Now Procopius neither says nor implies that he has been to Iotabe himself, but the description clearly seems to come from someone who has. It is where the Gulf (of ‘Aqaba) widens out into the broader Red Sea, after which the Egyptian (Sinai) mountains are no longer on thr right, but with the Saudi coast continuing on the left. If the description were not clear enough, he says that Iotabe lies 1,000 stades from Aila. The Greek stadion could vary in length depending on the period but a common value was around 185 meters; 1000 stades would be 185 kilometers.

Google maps gives the air distance from Aqaba to Tiran as 183 kilometers.

So it seems clear that Procopius is describing an island exactly matching the location of Tiran.

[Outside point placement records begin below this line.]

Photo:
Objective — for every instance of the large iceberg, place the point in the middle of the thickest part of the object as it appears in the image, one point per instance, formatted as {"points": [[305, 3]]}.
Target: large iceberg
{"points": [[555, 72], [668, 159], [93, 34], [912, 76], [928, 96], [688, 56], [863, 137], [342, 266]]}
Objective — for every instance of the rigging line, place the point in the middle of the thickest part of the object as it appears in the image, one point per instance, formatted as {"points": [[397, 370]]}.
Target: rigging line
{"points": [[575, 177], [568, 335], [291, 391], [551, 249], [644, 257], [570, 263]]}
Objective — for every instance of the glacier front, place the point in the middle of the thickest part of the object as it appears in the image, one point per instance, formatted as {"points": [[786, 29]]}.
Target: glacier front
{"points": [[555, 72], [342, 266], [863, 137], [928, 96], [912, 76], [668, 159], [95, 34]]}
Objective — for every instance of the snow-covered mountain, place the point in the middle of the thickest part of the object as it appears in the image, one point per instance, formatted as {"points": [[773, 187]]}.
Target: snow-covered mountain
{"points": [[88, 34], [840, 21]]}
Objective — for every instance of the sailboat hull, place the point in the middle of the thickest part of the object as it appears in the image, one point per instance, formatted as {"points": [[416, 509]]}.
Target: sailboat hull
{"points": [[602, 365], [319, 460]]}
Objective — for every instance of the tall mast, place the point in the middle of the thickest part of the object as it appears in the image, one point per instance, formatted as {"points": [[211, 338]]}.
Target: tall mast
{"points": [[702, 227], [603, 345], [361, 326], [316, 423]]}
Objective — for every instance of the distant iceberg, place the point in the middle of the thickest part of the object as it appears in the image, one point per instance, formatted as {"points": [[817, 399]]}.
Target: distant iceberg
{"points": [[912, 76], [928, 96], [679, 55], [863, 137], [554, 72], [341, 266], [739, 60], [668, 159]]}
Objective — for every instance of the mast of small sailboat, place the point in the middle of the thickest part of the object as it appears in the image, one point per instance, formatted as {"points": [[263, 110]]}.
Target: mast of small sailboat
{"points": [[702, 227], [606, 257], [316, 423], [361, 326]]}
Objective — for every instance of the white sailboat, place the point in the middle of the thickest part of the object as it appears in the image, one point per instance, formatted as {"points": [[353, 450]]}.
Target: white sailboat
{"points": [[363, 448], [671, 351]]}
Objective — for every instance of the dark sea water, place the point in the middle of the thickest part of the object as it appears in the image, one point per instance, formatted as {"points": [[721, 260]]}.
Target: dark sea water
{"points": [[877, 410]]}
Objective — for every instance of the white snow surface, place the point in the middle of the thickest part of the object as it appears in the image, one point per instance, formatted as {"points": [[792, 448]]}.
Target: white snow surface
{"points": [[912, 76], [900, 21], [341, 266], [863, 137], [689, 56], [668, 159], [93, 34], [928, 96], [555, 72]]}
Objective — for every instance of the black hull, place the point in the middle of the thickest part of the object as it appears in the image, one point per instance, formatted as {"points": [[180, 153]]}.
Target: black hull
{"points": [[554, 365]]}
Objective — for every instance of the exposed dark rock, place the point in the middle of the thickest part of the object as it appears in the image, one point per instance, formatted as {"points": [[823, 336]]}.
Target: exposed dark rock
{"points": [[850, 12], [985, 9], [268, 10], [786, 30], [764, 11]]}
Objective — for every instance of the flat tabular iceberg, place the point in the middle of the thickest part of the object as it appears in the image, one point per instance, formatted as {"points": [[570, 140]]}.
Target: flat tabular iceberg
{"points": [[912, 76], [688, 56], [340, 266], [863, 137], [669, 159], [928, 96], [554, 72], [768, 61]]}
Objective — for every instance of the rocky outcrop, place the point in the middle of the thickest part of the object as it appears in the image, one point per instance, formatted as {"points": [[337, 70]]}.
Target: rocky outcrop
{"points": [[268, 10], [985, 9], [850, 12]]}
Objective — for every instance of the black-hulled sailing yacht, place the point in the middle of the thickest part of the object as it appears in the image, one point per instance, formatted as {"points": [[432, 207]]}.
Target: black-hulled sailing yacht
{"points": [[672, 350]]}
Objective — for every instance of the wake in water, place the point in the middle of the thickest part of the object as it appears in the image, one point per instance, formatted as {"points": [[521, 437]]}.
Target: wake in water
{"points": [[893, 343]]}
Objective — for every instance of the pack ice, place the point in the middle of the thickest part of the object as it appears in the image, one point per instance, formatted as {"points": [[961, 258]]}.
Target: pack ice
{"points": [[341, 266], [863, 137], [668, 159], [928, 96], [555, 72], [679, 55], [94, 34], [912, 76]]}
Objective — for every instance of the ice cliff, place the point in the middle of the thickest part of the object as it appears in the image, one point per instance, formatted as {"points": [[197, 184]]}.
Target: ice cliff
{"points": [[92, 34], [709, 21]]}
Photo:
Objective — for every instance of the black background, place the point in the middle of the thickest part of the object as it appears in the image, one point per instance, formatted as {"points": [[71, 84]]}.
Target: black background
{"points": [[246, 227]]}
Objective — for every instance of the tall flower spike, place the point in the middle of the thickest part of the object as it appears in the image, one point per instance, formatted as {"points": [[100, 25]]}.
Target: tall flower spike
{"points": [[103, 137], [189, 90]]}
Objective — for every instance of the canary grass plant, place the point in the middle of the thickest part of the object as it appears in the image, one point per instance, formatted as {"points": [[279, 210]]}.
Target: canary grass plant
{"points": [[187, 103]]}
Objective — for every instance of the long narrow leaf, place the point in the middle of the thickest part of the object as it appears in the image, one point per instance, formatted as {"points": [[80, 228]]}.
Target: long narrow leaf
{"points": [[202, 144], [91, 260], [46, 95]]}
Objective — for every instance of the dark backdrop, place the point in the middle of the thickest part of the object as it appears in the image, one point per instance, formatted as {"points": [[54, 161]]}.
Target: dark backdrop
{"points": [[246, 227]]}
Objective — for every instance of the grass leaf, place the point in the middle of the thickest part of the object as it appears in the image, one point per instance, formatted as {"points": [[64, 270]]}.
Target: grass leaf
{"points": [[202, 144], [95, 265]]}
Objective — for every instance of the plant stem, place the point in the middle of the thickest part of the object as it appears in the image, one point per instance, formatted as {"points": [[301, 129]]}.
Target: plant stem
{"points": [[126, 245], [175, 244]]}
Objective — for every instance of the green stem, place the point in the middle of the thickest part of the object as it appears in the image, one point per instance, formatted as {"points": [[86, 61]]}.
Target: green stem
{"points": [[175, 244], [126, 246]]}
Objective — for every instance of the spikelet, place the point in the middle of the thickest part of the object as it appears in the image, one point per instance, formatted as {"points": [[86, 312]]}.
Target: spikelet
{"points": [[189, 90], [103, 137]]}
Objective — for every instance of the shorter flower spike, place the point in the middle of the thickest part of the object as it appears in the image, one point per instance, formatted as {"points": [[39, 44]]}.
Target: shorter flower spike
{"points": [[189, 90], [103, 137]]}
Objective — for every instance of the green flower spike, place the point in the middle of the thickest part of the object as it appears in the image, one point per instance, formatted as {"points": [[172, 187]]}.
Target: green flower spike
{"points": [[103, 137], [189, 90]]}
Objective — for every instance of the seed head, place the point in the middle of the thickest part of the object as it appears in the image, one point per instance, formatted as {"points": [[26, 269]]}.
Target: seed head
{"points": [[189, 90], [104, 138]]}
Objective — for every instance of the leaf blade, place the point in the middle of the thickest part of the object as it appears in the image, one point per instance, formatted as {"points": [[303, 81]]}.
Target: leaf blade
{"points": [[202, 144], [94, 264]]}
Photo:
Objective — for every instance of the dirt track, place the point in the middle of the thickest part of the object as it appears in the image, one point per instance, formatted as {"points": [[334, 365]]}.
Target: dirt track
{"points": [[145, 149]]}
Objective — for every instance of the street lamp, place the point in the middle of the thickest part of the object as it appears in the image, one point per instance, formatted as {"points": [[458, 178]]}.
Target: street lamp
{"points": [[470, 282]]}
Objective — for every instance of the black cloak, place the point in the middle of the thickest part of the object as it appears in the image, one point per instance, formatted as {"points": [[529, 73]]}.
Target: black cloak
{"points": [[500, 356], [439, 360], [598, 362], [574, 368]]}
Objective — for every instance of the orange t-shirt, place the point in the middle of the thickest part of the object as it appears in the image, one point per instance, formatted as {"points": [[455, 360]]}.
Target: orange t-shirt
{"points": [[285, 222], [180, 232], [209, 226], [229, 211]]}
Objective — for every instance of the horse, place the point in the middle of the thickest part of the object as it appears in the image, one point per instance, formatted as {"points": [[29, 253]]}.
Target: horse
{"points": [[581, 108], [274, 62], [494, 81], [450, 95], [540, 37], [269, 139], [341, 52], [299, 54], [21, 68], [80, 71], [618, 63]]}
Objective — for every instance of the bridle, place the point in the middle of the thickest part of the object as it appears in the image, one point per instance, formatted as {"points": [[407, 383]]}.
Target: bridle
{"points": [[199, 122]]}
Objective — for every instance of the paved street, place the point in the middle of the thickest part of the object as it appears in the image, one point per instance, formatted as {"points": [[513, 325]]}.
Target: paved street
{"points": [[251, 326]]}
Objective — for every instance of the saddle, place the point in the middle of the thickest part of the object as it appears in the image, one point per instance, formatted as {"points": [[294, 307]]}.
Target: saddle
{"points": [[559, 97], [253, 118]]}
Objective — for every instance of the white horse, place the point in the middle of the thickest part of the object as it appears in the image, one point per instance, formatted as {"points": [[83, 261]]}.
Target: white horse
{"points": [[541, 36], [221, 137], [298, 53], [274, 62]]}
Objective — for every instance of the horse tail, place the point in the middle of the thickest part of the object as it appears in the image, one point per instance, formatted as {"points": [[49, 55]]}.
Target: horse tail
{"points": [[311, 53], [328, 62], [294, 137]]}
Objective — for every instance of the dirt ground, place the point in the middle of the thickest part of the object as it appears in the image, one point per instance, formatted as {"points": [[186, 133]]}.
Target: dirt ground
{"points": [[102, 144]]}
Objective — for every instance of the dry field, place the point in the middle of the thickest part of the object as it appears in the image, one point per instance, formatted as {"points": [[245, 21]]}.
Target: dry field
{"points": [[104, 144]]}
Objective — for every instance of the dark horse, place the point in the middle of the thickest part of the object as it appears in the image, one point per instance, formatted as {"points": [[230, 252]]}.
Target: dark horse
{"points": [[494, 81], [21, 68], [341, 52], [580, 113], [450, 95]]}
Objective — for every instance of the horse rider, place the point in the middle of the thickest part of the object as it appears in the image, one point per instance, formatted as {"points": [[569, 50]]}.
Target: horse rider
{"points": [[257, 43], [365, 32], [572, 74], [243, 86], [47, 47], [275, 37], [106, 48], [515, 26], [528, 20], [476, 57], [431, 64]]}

The majority of Classical and Byzantine historians accept the identity of Tiran and Iotabe, but not unanimously. Procopius seems unimpeachable, but...

Tiran (and the smaller Sanafir) today are waterless, without any watercourses. Though Tiran has never been explored archaeologically, there are no surface indications of substantial occupation, no foundations, ruins, or pottery scattered on the surface. How could Tiran have supported a permanent population worthy of a bishopric? Or sustained a customs station? Absent excavation on the island, there is no clear answer.

But the suggested alternatives are weak. One argument advocates Jazirat Fir‘awn (Pharaoh's island), which lies just off the Sinai resort of Taba. It has plenty of evidence of past occupation, but is essentially in sight of Eilat and ‘Aqaba, and at the head of the Gulf, not its mouth. Other suggestions point to some island off the Saudi coast or port on the mainland. But none of these appear to fit with Procopius' description. Until archaeology proves otherwise, Tiran seems to be the likeliest site for Iotabe.